Starting point is 00:10:08 He doesn't even really know what's going on with me, right? Like, I remember having those kind of thoughts at six. And so I think that really turned into the kind of doctor that equally, if not more than I value my medical expertise. Like I recognize to make magic, we need my medical expertise. I also recognize there is no magic without that other person sharing themselves and their experiences with me. It's also making me curious if at six years old, you walk into a doctor's office and you have an expectation of being treated in a particular way and given respect and having
Starting point is 00:10:58 a voice and a point of view, what's happening in your upbringing that instills that in you? 100%. And so I know exactly what's happening. My father was an electrical engineer. He was a teacher and my mom was a teacher, but my dad, that was his day job. My dad's real life passion was and still is activism. And so he was the commander of the local Black Panther militia in Indianapolis, Indiana. In the 70s and early 80s. And so at home, what we were being taught. So your listeners may have heard of the Black American holiday Kwanzaa, and it has seven principles. And the second day is Kujichagulia, which is self-determination. To name yourself, define yourself, speak for yourself instead of being named, defined and spoken for by others. I feel like Kuji Chaglia was put in me from the day I was born.

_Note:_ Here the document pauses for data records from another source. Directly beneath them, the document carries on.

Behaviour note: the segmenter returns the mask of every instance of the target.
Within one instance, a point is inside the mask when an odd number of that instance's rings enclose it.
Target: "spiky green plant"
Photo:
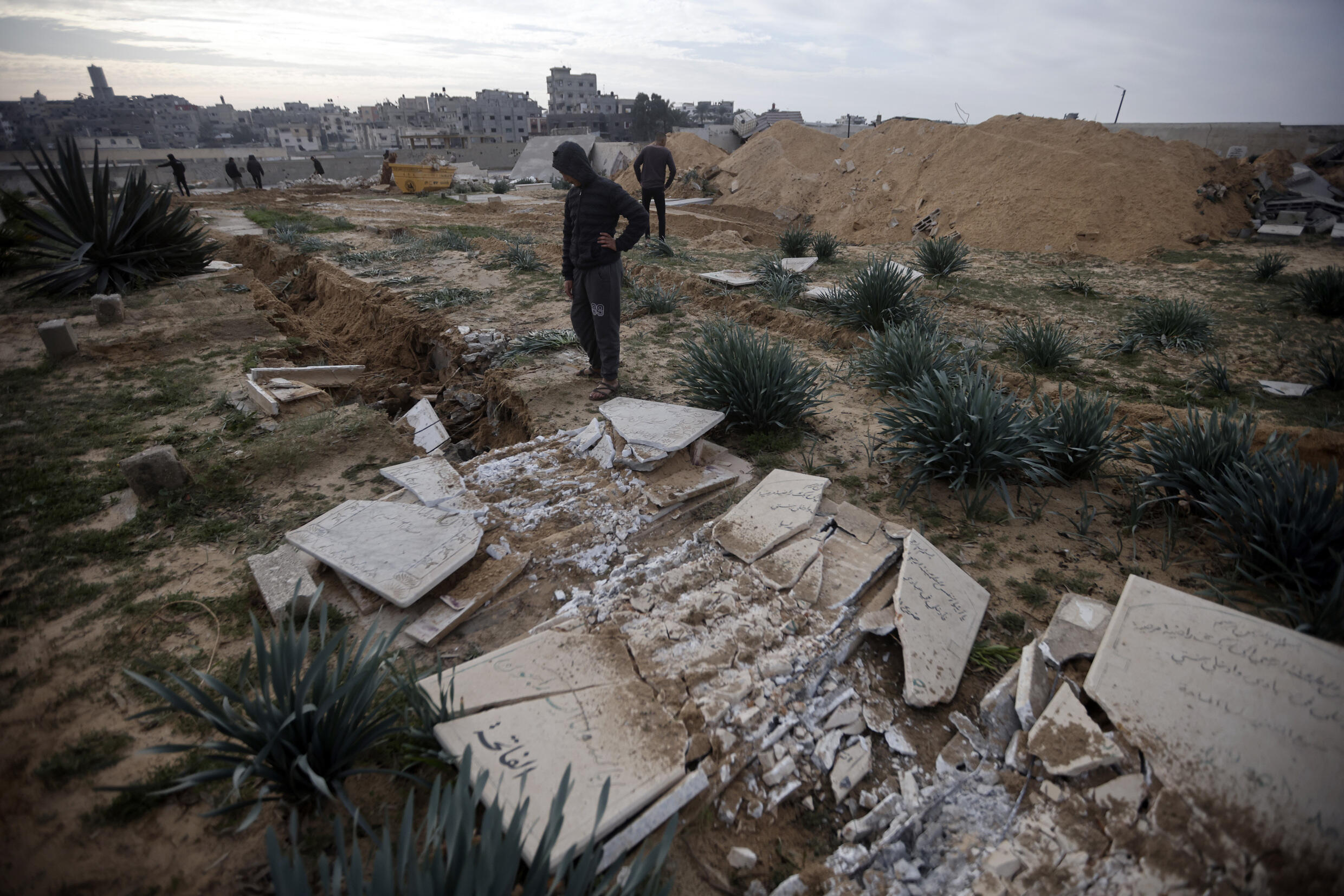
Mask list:
[[[606,861],[603,846],[589,837],[582,852],[570,846],[555,856],[564,803],[573,791],[566,770],[551,799],[551,813],[527,870],[523,870],[523,840],[535,826],[528,823],[530,801],[508,817],[499,799],[485,806],[477,822],[476,803],[485,791],[487,774],[472,776],[470,750],[462,758],[457,780],[446,787],[434,780],[429,806],[419,826],[415,825],[415,794],[406,798],[398,833],[384,827],[374,841],[370,858],[372,876],[364,880],[364,857],[359,841],[351,836],[347,846],[340,821],[335,822],[336,858],[325,854],[317,860],[317,887],[323,896],[668,896],[672,889],[664,873],[677,821],[659,838],[642,848],[626,865],[626,856]],[[606,813],[610,779],[598,795],[598,830]],[[587,819],[569,819],[569,825],[586,825]],[[298,818],[290,815],[290,850],[286,854],[276,832],[266,830],[266,858],[276,887],[276,896],[312,896],[309,873],[300,854]],[[554,877],[552,877],[554,873]]]
[[[1312,382],[1317,388],[1329,392],[1344,390],[1344,343],[1329,340],[1318,343],[1308,351]]]
[[[1059,453],[1042,418],[982,365],[956,373],[931,371],[878,411],[887,457],[909,477],[900,501],[922,485],[942,481],[968,516],[997,492],[1012,510],[1008,481],[1058,480],[1050,461]]]
[[[802,258],[812,246],[812,231],[798,224],[789,227],[780,234],[780,251],[785,258]]]
[[[970,247],[956,236],[937,236],[915,246],[915,270],[943,279],[970,269]]]
[[[1202,352],[1214,344],[1214,314],[1188,298],[1154,298],[1126,314],[1121,330],[1137,345]]]
[[[1344,267],[1312,267],[1293,278],[1293,296],[1325,317],[1344,317]]]
[[[872,388],[899,392],[929,371],[950,369],[957,361],[952,343],[937,320],[909,320],[884,330],[868,330],[853,367]]]
[[[298,599],[297,586],[294,591]],[[328,635],[327,604],[323,603],[313,652],[309,650],[306,618],[296,623],[290,615],[269,639],[257,617],[251,618],[251,626],[253,647],[243,654],[237,685],[204,672],[195,673],[198,685],[165,669],[156,670],[165,681],[125,670],[129,678],[165,704],[141,716],[181,712],[204,721],[218,735],[203,744],[160,744],[145,750],[160,754],[199,748],[208,751],[210,760],[223,763],[184,775],[161,793],[231,780],[230,802],[207,815],[228,813],[251,802],[239,829],[257,819],[263,803],[276,799],[290,805],[327,799],[353,814],[344,787],[348,778],[401,774],[356,766],[364,754],[402,727],[394,695],[383,688],[388,680],[384,662],[388,646],[401,626],[386,634],[371,626],[358,643],[349,626]],[[243,798],[249,789],[255,789],[254,799]]]
[[[218,249],[195,224],[185,206],[172,207],[172,193],[151,185],[144,171],[126,177],[117,191],[112,164],[98,164],[93,181],[85,176],[74,137],[56,141],[56,163],[38,150],[36,172],[20,168],[50,208],[44,214],[19,203],[15,216],[36,236],[16,247],[23,261],[44,269],[24,289],[51,296],[75,290],[129,293],[167,277],[204,270]]]
[[[1042,423],[1058,449],[1046,462],[1066,480],[1094,473],[1122,445],[1116,429],[1117,407],[1120,402],[1097,392],[1077,391],[1064,399],[1060,388],[1055,400],[1046,396]]]
[[[1251,262],[1251,277],[1262,282],[1271,281],[1284,273],[1290,261],[1293,261],[1293,257],[1288,253],[1261,253]]]
[[[672,382],[691,403],[723,411],[730,427],[792,430],[825,404],[825,368],[793,344],[731,321],[707,321],[681,344]]]
[[[812,238],[812,254],[817,257],[817,261],[825,265],[827,262],[833,262],[836,255],[840,254],[840,240],[836,235],[829,231],[823,231]]]
[[[890,255],[882,259],[870,255],[867,265],[839,289],[823,293],[816,305],[841,326],[882,330],[927,314],[927,302],[918,290],[919,277],[914,271],[902,270]]]
[[[1009,321],[999,330],[999,341],[1021,360],[1043,371],[1052,371],[1059,367],[1071,367],[1074,352],[1079,352],[1083,344],[1068,334],[1062,325],[1051,321],[1042,321],[1039,317],[1028,317],[1021,321]]]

Starting point is 00:12:08 Like you define yourself. Your voice matters. Speak up. Even as a toddler, like it is your responsibility to raise your voice. Speak up. It is your responsibility to be seen. And it's your responsibility to be heard. It's your responsibility to make a difference.

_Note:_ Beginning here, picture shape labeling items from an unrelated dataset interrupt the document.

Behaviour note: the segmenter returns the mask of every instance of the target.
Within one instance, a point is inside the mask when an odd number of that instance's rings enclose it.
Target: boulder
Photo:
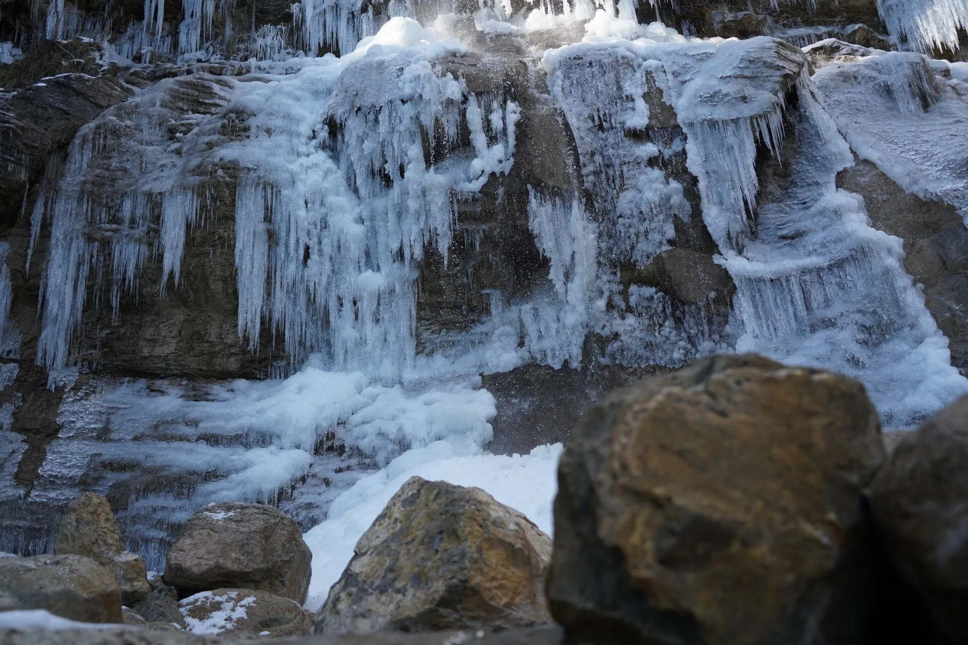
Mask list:
[[[106,565],[122,551],[124,541],[106,499],[88,491],[68,505],[54,553],[86,555]]]
[[[158,587],[132,609],[149,623],[173,623],[185,629],[185,618],[178,610],[178,592],[174,587]]]
[[[968,396],[900,438],[871,485],[884,548],[937,634],[968,642]]]
[[[825,370],[714,356],[617,390],[561,458],[551,611],[591,643],[863,642],[883,460],[863,386]]]
[[[121,623],[121,594],[112,572],[82,555],[0,559],[0,597],[20,608],[46,609],[85,623]]]
[[[121,601],[127,606],[140,602],[151,593],[144,559],[124,550],[111,507],[97,493],[85,492],[68,505],[54,542],[54,553],[85,555],[113,570]]]
[[[550,623],[551,540],[480,488],[410,478],[360,538],[317,633]]]
[[[220,587],[306,601],[313,554],[294,520],[262,504],[205,507],[168,551],[165,582],[180,596]]]
[[[216,589],[178,603],[190,631],[235,631],[261,636],[307,636],[314,615],[294,601],[258,589]]]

Starting point is 00:12:24 This is the activism that I was being raised in. And so I think that probably is the connection. That's amazing. But also, I mean, it goes beyond that. It's not just your responsibility to have a voice. It sounds like there was also an expectation that you will be seen and heard, which is a whole, I mean, which is, I feel like that's unusual. I do feel like that probably is unusual just in the way that we raise kids. Like the old adage that kids should be seen, not heard is like for a reason. And so I think that is different. And I would say special about the way we were all raised. The other thing is like being named Nzinga in Indiana in the 70s and 80s. And it was drilled into us. So I was Nzinga. My older brother was Modibo. My younger sister was Okosua. And our parents drilled into us like, and our last name is Ajabu. So I'm Harrison now because I'm married, but I grew up in Zinga, Ajabu. And it was like, you don't let anyone
Starting point is 00:13:32 mispronounce your name. Like ever period. You are four years old. And if somebody mispronounces your name, then you are to politely correct them and let them know how your name is pronounced because you are to be heard, you are to be seen, you are to define yourself, like from the very beginning. What a powerful foundation to start with. And then to see your dad out there in the world forcefully modeling the behavior rather than just saying,, you know, like these are the rules by which like we're supposed to live, but actually being a living example of that, modeling it too, so that you have the coherence to say, oh, this is real. This isn't just words. And this is actually the way to be in the world. Absolutely. And not just modeling it. I mean, I can remember very young, probably maybe like four or five years old being on picket lines, protesting injustice. What were your, I'm curious, what were, what, what are the memories
Starting point is 00:14:34 that come to you when you think of that? So we had, I, and I can't even like, I would say no justice, no peace, but I feel like probably that's more of an adult memory. But I just remember like being really little and having a sign that was like bigger than me and a big crowd of people. And there was a picket line and I don't know what the picket line was for, but what we were doing was keeping people from crossing the picket line. And so I don't even know what they were picketing, but I just remember very early on and my dad being like, you do not disrespect anybody's cause by crossing their picket line. And so that's what I remember we were doing, not necessarily picketing,
Starting point is 00:15:20 but keeping people from crossing the line for those people that were raising their voices. I have no idea what the issue was. Yeah. So fascinating how all these things play into the choices that you made when you sort of, you end up going to school. You end up in Howard for undergrad, Penn for med school, right?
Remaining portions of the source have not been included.